音を飛ばす、響きの層を作るには、一般的な奏法で当たり前のように使う伸筋が働いているうちは、鍵盤を押さえ込んでしまうので、そのようなことは絶対にできません。


伸筋もそうですが、やはり一般的な奏法では当たり前のように指の関節で支えてしまい、同様の理由で、絶対に音は飛ばず、響きの層もできず、すなわち豊かな倍音は出ません。


それを何とか早く回避する、すなわち屈筋のみを使い、屈筋のみで支えられるようにするための「荒療治」の方法がいくつかあります。


その1つは、関節を放棄して、指を伸ばしきった状態で練習することです。そうすることによって、伸筋も使いませんし、関節でも支えられなくなるのです。ただ、これは少々難しいことで、今まで弾けていた音型が弾き辛くなるという難点がありますが、効果はあるようです。ただ、ある程度、屈筋で支えることを行ってきて、すでに強い屈筋がないと、まったく弾けませんので、いきなり行っても無理です。

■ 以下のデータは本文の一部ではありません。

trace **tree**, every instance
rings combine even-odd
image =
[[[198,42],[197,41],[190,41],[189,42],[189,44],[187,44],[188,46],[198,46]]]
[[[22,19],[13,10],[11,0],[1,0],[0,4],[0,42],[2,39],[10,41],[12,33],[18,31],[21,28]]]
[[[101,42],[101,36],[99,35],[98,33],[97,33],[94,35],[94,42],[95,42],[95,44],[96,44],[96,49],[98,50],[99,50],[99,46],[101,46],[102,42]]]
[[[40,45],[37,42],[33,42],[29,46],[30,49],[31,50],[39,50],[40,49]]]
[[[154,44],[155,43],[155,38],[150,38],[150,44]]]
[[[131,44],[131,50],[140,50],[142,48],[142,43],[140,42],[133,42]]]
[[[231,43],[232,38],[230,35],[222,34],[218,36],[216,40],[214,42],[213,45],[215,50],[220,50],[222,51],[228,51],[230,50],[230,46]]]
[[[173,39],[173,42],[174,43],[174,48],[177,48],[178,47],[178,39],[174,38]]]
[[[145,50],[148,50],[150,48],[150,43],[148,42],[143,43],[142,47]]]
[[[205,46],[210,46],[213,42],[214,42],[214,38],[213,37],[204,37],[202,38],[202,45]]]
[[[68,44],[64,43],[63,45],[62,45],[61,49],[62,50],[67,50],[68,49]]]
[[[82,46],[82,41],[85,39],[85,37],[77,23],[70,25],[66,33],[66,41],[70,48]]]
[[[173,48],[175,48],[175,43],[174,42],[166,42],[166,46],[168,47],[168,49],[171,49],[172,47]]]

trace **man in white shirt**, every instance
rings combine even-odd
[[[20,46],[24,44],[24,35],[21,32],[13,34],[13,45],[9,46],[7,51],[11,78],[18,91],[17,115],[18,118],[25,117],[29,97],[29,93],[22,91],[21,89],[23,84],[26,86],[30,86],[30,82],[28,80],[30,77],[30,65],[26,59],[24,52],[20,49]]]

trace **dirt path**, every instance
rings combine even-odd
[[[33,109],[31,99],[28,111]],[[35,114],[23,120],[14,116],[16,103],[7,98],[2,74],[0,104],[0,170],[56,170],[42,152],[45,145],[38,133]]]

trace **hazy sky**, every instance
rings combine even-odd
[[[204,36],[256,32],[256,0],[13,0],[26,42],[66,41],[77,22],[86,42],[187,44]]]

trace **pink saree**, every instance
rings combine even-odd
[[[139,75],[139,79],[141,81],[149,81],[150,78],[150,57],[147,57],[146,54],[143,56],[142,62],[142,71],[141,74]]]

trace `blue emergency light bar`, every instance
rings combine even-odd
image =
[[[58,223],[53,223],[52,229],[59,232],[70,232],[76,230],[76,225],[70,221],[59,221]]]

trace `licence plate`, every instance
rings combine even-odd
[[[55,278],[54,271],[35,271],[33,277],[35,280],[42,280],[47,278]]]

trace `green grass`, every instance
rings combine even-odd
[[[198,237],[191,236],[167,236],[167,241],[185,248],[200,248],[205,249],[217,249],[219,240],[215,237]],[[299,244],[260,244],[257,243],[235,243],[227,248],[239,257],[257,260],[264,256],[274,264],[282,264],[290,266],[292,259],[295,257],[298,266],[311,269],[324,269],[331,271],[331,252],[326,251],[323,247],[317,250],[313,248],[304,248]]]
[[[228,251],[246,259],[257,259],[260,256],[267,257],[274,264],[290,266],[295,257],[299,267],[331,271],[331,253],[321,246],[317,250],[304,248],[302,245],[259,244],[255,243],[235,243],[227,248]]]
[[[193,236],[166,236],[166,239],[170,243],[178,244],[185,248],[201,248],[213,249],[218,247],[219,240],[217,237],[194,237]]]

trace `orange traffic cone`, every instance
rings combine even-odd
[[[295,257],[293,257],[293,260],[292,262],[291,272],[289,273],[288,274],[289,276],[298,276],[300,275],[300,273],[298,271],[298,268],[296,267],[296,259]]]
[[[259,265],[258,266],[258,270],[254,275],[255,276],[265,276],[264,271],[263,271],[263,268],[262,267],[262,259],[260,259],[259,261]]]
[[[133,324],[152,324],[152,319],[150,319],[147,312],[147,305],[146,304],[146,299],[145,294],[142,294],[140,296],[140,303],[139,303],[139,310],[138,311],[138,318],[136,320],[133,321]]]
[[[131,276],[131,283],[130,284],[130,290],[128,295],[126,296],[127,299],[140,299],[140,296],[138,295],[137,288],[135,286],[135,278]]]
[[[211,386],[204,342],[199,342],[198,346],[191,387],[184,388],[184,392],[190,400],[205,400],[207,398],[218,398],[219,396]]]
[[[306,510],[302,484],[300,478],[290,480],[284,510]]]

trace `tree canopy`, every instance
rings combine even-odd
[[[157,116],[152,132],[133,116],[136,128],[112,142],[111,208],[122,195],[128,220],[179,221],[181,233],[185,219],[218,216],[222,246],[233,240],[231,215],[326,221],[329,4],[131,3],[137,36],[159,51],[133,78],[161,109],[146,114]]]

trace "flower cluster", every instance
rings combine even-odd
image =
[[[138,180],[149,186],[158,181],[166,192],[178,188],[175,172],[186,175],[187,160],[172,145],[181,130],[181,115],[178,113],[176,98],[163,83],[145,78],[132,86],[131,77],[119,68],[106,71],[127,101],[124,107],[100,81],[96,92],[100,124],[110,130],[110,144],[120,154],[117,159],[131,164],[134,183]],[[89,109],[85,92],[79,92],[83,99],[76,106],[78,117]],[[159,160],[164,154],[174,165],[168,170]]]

ほかの方法として、例えばある一定期間、まったくピアノを弾かないようにします。個人差はありますが、2週間も弾かないでいると、指の筋肉が落ちてしまい、弾けなくなってしまいます。この筋肉が落ちてしまった状態、すなわち伸筋が落ちてしまった状態を作ることにより、伸筋を使おうと思っても筋肉が落ちてしまっているので使えないわけです。そこで正しい使い方である、屈筋のみを使いやさしい曲から徐々に弾いていくのです。


ほかにもいろいろな方法がありますが、今挙げた方法は「荒療治」といえる方法です。普通に弾きながら、少しずつ使う筋肉を変えていく、その感覚を養うことができ、そして、実際に伸筋が落ちて、屈筋が強くなり、関節ではなく屈筋のみで支えられ、弾けるようになりますが、最低でも5,6年かかります。これには、教師も生徒も忍耐が必要になります。私は今まで、約250人程度の生徒たちと出会ってきましたが、これが出来るようになったのは、たったの5,6人です!難しいことなのですね!


このことを認識されていて、なおかつ生徒に実践させる教師は、残念ながらモスクワ音楽院でも少数派のようです。ですからモスクワに留学したといっても、残念ながら、そのような指導をされずに、響きは変わらず、重力奏法が何たるか?を知らずして帰国している方は大勢いるように感じます。